Do your palms begin to sweat just before the opening bell?
Are you elated when a trade goes your way?
Do sexy, high-risk trades distract you from your plan?
If so, your trading is in a mess.
That mess is a result of your belief systems.
If you’re a rational person with common sense, you’re smart enough to be a professional trader. Most struggling traders don’t lack intellect– they lack a belief system that is in sync with the market.
These 4 trading tips will help you begin to change your belief system and get yourself out of that mess.
One of my favorite trading books is Reminiscences of a Stock Operator by Edwin Lefevre. In it, he writes:
“The speculator’s chief enemies are always boring from within. It is inseparable from human nature to hope and to fear. In speculation, when the market goes against you, you hope that every day will be the last day – and you lose more than you should had you not listened to hope – the same ally that is so potent a success-bringer to empire builders and pioneers, big and little. And when the market goes your way, you become fearful that the next day will take away your profit, and you get out too soon. Fear keeps you from making as much money as you ought to. The successful trader has to fight these two deep-seated instincts. He has to reverse what you might call his natural impulses. Instead of hoping, he must fear; instead of fearing, he must hope. He must fear that his loss may develop into a much bigger loss, and hope that his profit may become a big profit. It is absolutely wrong to gamble in stocks the way the average man does.”- Reminiscences of a Stock Operator, page 114
Hope is essential. It keeps us going through tough times. Without hope, we would probably perish as a species.
But in trading, if a trade starts going against you, hope might keep you in the trade and cause you to lose more than you should have.
On the other hand, fear can cause us to pull out of winning trades too early. When things are going great, fear kicks in and keeps us from making as much money as we could have.
The way our brains are hardwired for survival can get in the way of our trading. While you can’t stop being human, you can pay attention to the ways hope and fear affect you. Then you can begin to minimize their impact on your trading.
“Win or lose, everybody gets what they want out of the market” – Ed Seykota
Most traders don’t want to get out of their mess. They don’t want to be consistently profitable.
They want to win.
They want emotional satisfaction from trading.
They want a thrill.
This is the same reason people go to casinos, despite consistently losing money for years. They do it for the excitement.
Trading randomly is gambling, and it gives you the same thrill.
When I first started trading, I thought my number one goal was to be consistent.

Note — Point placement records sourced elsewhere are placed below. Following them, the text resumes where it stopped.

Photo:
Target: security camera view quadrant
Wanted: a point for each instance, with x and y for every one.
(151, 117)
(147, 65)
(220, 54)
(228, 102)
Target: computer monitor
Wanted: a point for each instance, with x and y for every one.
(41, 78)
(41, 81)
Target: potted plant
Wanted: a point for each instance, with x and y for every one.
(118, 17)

But that wasn’t true at all.
When I dug a little deeper, I realized that I didn’t actually care about consistency — I cared about winning money.

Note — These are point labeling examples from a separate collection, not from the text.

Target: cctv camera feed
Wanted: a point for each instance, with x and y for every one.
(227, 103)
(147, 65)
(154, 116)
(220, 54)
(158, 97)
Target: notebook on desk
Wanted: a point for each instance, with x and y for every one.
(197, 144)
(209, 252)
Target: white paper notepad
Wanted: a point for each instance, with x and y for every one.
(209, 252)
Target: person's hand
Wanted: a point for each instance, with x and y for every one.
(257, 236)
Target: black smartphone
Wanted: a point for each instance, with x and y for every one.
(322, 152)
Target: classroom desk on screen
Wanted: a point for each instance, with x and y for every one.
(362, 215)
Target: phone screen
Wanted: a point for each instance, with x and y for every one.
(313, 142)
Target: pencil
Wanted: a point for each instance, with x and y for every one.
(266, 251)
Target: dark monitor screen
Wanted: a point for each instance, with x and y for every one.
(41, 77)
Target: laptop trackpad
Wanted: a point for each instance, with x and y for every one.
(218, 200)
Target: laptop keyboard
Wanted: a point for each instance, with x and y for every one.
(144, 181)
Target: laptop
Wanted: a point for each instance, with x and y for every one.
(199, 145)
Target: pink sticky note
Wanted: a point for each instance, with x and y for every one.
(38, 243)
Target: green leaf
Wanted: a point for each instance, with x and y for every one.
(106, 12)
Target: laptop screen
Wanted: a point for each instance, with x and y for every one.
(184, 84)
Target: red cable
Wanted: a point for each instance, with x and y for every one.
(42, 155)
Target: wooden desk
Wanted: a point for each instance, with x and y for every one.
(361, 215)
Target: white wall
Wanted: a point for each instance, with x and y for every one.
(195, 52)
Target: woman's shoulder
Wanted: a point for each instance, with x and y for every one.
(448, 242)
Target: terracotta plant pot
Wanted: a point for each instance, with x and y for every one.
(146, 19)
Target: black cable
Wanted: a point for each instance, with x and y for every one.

When I worked for a Big Four accounting firm, we used to say “garbage in, garbage out.” To develop consistency, you have to audit your inputs.
You must develop a consistent trading routine and system so that you can pinpoint what isn’t working. Once you find the problem, you’ll be able to stop doing what doesn’t work.
For now, forget about figuring out what works and just worry about what doesn’t.
What works for me may not work for you. So I can never tell you what works. But what I can tell you is that when you start focusing on eliminating what you know does NOT work, your trading will take a giant step forward.
When you’re attached to a certain outcome, the first thing to go out the window is objectivity. You don’t see things as they are anymore.
Most traders are constantly checking their P&L because they’re attached to the money.
This is why it’s easy to trade on a simulator. You aren’t attached to the outcome.
The biggest difference between simulator trading and actual trading is the psychological element, the emotional part.
When you're trading your own account, your money's on the line. If you are too attached to the money, you can neither lose it nor make more with it.
“A blindfolded monkey throwing darts at a newspaper's financial pages could select a portfolio that would do just as well as one carefully selected by experts.” – Burton Malkiel
Most traders can quickly become proficient in reading charts.
It’s not that difficult. There are two colors (red and green) and three trends (up, down, and sideways).
What’s more difficult is developing the psychological intelligence required in trading.
Psychological intelligence relies on developing and maintaining an objective state of mind.
When I first started trading, I recorded my entire screen so I could go back and review the trades I made. Once the market closed, I would be baffled, wondering why I got in on some trades and got out of others.
At first, it seemed like there were no reasons why. But there was a reason — it’s because I was psychologically messed up as a trader.
No matter how well you understand charts, it won’t overrule the psychology behind your trades.